In 2012, Google made a breakthrough: It trained its AI to recognize cats in YouTube videos. Google’s neural network, software which uses statistics to approximate how the brain learns, taught itself to detect the shapes of cats and humans with more than 70% accuracy. It was a 70% improvement over any other machine learning at the time.
Five years later, a contest Google is sponsoring speaks volumes about the field’s advancement. Instead of finding cats, researchers will be required to train an AI to identify more than 5000 different species of plants and animals. The contest, called iNat, will open in June and conclude in July.
“Over the last five years it’s been pretty incredible, the progress of deep [neural] nets,” says Grant Van Horn, lead competition organizer and graduate student at California Institute of Technology. “I think bigger and more complex datasets are the way to go make sure we keep making progress.”

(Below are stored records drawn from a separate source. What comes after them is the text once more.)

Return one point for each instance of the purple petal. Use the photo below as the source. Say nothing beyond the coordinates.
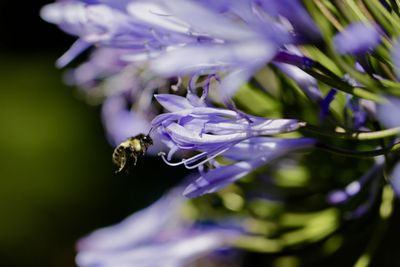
(395, 179)
(206, 58)
(259, 154)
(220, 177)
(203, 20)
(139, 227)
(396, 57)
(173, 103)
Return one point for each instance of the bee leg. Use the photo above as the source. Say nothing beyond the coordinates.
(122, 164)
(134, 159)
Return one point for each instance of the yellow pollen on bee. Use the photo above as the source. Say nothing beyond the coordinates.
(136, 145)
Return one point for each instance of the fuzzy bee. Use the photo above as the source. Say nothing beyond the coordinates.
(130, 150)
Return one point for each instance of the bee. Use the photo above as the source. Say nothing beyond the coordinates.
(130, 150)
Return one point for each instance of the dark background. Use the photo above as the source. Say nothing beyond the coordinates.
(57, 181)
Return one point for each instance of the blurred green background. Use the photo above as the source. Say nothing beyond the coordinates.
(57, 181)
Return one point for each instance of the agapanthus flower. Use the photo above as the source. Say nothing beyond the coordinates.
(213, 132)
(156, 236)
(186, 37)
(358, 38)
(369, 181)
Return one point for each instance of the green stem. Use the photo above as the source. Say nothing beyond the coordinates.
(358, 154)
(343, 86)
(353, 135)
(385, 211)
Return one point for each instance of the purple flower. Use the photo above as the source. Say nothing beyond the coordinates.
(396, 57)
(216, 131)
(357, 39)
(180, 37)
(153, 238)
(290, 63)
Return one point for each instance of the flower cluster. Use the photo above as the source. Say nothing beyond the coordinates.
(271, 103)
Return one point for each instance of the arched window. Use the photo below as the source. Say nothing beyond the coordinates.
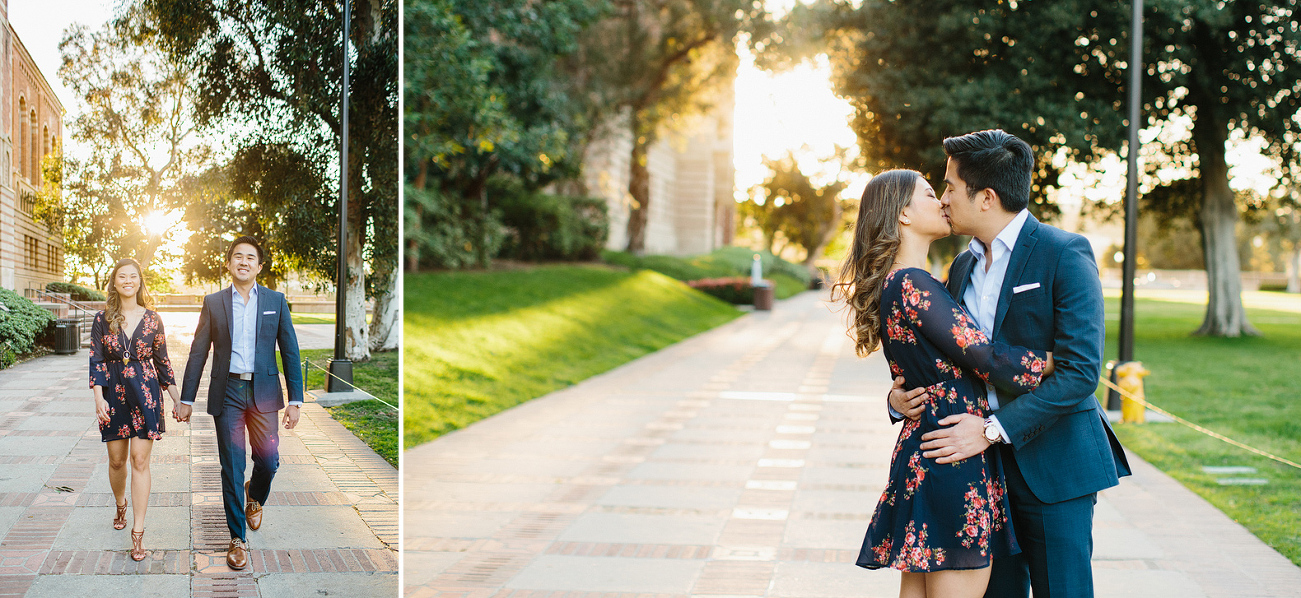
(35, 150)
(21, 138)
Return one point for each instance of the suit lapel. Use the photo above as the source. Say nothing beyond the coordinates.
(963, 272)
(228, 311)
(1020, 255)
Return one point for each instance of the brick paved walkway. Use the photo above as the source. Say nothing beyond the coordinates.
(744, 462)
(329, 524)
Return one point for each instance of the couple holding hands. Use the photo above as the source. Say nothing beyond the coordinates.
(1005, 446)
(129, 371)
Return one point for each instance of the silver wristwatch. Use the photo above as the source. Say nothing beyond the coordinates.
(992, 432)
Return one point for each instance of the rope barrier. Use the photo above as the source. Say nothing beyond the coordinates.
(308, 363)
(1204, 430)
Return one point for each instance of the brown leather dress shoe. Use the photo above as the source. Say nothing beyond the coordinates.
(253, 511)
(237, 555)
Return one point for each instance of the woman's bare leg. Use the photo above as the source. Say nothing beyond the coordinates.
(117, 451)
(958, 584)
(912, 585)
(141, 450)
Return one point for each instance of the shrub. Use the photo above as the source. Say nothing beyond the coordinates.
(543, 226)
(22, 323)
(442, 232)
(734, 290)
(77, 291)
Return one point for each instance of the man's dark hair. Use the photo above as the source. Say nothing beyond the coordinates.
(997, 160)
(243, 239)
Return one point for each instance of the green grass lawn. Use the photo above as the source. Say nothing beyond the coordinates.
(372, 421)
(789, 278)
(480, 342)
(1241, 388)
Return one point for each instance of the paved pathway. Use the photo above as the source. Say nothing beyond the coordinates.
(744, 462)
(329, 524)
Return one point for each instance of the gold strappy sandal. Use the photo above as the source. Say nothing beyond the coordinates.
(120, 520)
(137, 550)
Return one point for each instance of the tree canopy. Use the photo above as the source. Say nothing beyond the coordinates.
(272, 72)
(1057, 76)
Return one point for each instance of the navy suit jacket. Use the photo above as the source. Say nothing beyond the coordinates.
(214, 332)
(1059, 432)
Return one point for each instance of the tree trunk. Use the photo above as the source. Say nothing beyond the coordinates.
(355, 345)
(1224, 313)
(384, 324)
(639, 187)
(1295, 268)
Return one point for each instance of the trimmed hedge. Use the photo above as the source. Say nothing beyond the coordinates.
(22, 323)
(735, 289)
(77, 291)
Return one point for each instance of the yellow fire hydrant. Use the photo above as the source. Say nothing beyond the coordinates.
(1129, 378)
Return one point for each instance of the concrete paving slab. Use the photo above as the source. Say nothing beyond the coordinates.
(164, 477)
(55, 423)
(29, 477)
(765, 493)
(55, 541)
(671, 497)
(314, 585)
(690, 471)
(605, 573)
(420, 567)
(34, 445)
(613, 528)
(833, 580)
(308, 528)
(474, 524)
(91, 528)
(298, 479)
(135, 585)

To get an idea of what competitors will face, iNat organizers trained their own network on the data and turned in an impressive performance. Using open-source neural networks from Google, the team achieved up to 60% accuracy when given one chance to predict the answer, and more than 80% when given five chances. (For the AI-knowledgable, these results are on Google’s Inception network, and results were measured against the validation set.) Benchmarks like the famous ImageNet competition improve by a few percentage points each year, and some argue that simple competitions can’t recognize the true “intelligence” of an algorithm. But the competitions do indicate overall trends.
Van Horn says this latest Google competition differs from ImageNet, which forces algorithms to identify a wide variety of objects like cars and houses and boats, because iNat requires AI to examine the “nitty-gritty details” that separate one species from another. This field is called fine-grain image classification. The data is provided by iNaturalist.org, a website used by nature enthusiasts to upload pictures in order to correctly identify different species as a community. The dataset consists of more than 575,000 images, and nearly 100,000 images to validate that the AI actually learned.
On a scale from general image recognition (ImageNet) to specific (facial recognition,where most faces generally look the same and only slight variations matter), iNat lies somewhere in the middle, Van Horn says.
Artificial intelligence research has progressed more in the last five years than in the last 50 in part because so much more data is available to use in training the AI. Much of that progress can be seen in products from Google, Amazon, and Facebook: Your photos can be tagged automatically, your email app knows how you like to respond to emails, or a new smart speaker can use AI to recognize what you’re saying.
Van Horn, who has specialized in building AI that distinguishes differences between birds, said that the iNat competition illustrates how AI is beginning to help people learn about the world around them, rather than just help them organize their photos, for instance. iNat may build the software into an app that could help people identify plants and animals by just taking a picture.
“You start building algorithms that can actually answer the questions that people have,” Van Horn says. “Like what bird am I actually looking at? I know it’s a bird. Please computer, don’t just tell me it’s a bird.”